Exemplarisch is het volgende (geanonimiseerde) citaat uit de notulen van een overleg met de cliëntenraad in een grote gemeente:
Het onderwerp Beleidskader Werk en Reïntegratie komt helaas te vervallen. De dienst zou voor dit punt een spreker leveren, maar heeft op het allerlaatst aangegeven dat niemand beschikbaar is. Omdat het beleidskader geagendeerd is in de komende raadscommissie, zal het niet meer lukken de cliëntenraad nog op dit punt te informeren vóór de raadscommissie. De dienst heeft aangeboden eventuele vragen telefonisch te beantwoorden.
Even verderop in de notulen concludeert de (onafhankelijke) voorzitter dat de cliëntenraad blijkbaar niet helemaal serieus wordt genomen....

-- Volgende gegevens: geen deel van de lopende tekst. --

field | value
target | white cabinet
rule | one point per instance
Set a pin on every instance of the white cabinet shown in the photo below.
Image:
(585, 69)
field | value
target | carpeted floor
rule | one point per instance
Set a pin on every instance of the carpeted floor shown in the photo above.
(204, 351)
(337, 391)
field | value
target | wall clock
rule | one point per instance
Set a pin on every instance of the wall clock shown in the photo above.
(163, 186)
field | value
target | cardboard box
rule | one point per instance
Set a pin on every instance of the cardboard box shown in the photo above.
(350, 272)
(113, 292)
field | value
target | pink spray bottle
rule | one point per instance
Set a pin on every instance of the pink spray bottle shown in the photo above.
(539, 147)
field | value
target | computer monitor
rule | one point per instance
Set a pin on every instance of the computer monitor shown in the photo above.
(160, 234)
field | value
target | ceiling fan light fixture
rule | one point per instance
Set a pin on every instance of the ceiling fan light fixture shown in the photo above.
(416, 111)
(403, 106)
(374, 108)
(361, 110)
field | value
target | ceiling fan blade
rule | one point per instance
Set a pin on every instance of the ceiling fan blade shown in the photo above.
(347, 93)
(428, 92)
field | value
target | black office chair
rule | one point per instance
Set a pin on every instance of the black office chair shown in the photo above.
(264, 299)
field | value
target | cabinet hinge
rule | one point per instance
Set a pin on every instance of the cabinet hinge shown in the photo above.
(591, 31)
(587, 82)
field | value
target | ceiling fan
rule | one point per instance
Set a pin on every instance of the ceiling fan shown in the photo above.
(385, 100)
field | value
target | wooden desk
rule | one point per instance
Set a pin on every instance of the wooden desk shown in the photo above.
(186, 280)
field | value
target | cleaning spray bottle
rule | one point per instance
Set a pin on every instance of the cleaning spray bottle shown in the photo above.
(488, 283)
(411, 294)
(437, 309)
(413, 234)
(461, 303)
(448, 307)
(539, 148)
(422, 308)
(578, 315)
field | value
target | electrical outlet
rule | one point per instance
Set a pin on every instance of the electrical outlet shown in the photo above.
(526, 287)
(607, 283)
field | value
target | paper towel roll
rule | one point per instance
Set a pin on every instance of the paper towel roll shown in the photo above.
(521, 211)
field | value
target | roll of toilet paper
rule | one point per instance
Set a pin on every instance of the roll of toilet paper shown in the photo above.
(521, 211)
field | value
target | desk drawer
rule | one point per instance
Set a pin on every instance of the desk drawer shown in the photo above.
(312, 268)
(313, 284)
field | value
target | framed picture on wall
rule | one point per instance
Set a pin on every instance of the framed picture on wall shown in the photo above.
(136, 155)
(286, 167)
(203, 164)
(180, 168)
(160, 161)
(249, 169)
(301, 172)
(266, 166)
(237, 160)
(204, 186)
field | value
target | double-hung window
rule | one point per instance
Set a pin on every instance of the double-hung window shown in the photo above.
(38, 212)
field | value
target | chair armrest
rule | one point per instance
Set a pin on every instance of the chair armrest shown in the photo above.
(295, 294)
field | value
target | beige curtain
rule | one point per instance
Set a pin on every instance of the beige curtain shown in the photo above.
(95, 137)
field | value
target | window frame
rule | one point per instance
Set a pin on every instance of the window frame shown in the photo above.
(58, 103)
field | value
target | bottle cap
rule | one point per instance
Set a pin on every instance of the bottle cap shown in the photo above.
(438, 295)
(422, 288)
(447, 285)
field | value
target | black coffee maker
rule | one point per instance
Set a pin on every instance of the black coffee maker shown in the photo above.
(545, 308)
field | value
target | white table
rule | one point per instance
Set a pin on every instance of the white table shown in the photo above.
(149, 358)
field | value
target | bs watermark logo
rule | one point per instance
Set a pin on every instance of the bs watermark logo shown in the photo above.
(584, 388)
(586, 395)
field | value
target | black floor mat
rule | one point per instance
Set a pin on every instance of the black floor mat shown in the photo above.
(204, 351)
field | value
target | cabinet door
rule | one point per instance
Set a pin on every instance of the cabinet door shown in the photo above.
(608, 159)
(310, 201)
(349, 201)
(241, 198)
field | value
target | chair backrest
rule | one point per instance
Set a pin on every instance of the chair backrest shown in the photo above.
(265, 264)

In de eerste aanzet voor evaluatie van de Wwb door het ministerie van SZW met vertegenwoordigingen van cliëntenraden wordt deze complexiteit verwoord. In deze evaluatie wordt aangegeven dat het cliëntenraden niet altijd duidelijk is tot wie zij zich moeten richten: de raad, B&W, de portefeuillehouder of de ambtelijke organisatie. In een grote gemeente kan een cliëntenraad daarbij te maken hebben met vijf of zes bestuurslagen, van (beleids)ambtenaren tot en met het college en de raad.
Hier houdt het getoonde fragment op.